Text:
“So my dad got me two hulu because it’s like a lucky charm, and they’re like very round. I’m not really sure why they’re lucky, but I know there’s a show called Hu Lu Wa, and like there’s little guys who come out of the hulu and beat evil people up. Yeah, so my dad was like these two things are very, like, brings you luck and safety, security, whatever… good stuff.”
Context:
The teller is a first-generation Chinese American raised in the Bay Area of Northern California. She received the two hulu, or calabash gourds, as a gift from her father, who purchased the items while visiting a riverside ancient city area in China. The teller’s family is from Shanghai, but she notes that the hulu is a common symbol found throughout the country.
Analysis:
Within Chinese culture, the calabash is a common charm for luck, fertility, and protection, charms associated with it due to its shape and also historic use as containers for items like medicine. It is interesting to note that while the teller confesses she doesn’t truly understand the meaning behind the calabash, she is able to find personal meaning through the association of the gourds with the show Hu Lu Wa, or Calabash Brothers. Hu Lu Wa is a popular Chinese animated cartoon in which seven brothers born from a set of rainbow calabash gourds must protect their home from two demons, and it remains a common cultural experience for many in the Chinese diaspora of the current generation*. The teller’s association of this folk object with the show points to how popular culture and media in the modern age influences how folklore is passed on and communicated, particularly to members of a diaspora and those who have a certain degree of separation from the culture and may not organically learn of specific meanings otherwise.

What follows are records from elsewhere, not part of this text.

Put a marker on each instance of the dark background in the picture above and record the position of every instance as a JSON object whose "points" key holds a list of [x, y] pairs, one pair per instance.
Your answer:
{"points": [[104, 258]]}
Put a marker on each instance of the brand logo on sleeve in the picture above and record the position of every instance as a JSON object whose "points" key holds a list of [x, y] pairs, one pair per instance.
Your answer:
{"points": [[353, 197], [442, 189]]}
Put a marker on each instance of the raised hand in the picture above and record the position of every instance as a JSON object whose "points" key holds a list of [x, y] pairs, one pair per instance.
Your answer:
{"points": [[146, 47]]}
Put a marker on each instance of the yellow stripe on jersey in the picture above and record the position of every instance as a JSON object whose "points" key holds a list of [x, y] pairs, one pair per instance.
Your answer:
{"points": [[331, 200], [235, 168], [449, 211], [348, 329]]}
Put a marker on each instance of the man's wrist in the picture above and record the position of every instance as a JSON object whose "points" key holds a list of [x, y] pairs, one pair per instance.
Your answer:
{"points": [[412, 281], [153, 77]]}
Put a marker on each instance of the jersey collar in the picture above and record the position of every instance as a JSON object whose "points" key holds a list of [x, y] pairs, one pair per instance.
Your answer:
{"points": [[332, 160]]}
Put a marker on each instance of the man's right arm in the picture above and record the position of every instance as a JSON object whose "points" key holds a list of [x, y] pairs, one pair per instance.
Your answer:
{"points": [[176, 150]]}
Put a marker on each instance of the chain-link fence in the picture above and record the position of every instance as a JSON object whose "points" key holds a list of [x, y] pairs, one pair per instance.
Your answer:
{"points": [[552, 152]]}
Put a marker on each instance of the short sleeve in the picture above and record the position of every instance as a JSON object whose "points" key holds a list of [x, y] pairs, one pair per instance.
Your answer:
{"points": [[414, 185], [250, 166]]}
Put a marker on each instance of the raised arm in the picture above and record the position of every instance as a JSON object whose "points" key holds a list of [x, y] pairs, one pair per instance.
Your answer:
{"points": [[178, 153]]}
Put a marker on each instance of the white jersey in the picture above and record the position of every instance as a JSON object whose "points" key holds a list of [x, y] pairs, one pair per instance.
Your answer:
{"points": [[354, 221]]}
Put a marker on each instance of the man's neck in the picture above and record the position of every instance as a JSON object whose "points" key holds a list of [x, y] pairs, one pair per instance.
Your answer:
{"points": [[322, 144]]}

*Note from the collector: I as a Chinese person raised in the US have bonded with many First-Generation Chinese Americans and Chinese immigrants over knowledge of Hu Lu Wa and other Chinese animations like it. Based on personal observation, I think it is common for Chinese parents born in the 70s to show these to their children as a way to connect our childhood to their own, which explains the popularity of the show amongst Chinese people of my generation in spite of the chronological distance between the 80s and the 2000s. Hu Lu Wa and other shows made by Shanghai Animation Film Studios occupy a similar role in Chinese pop culture that classic Disney movies have in American pop culture.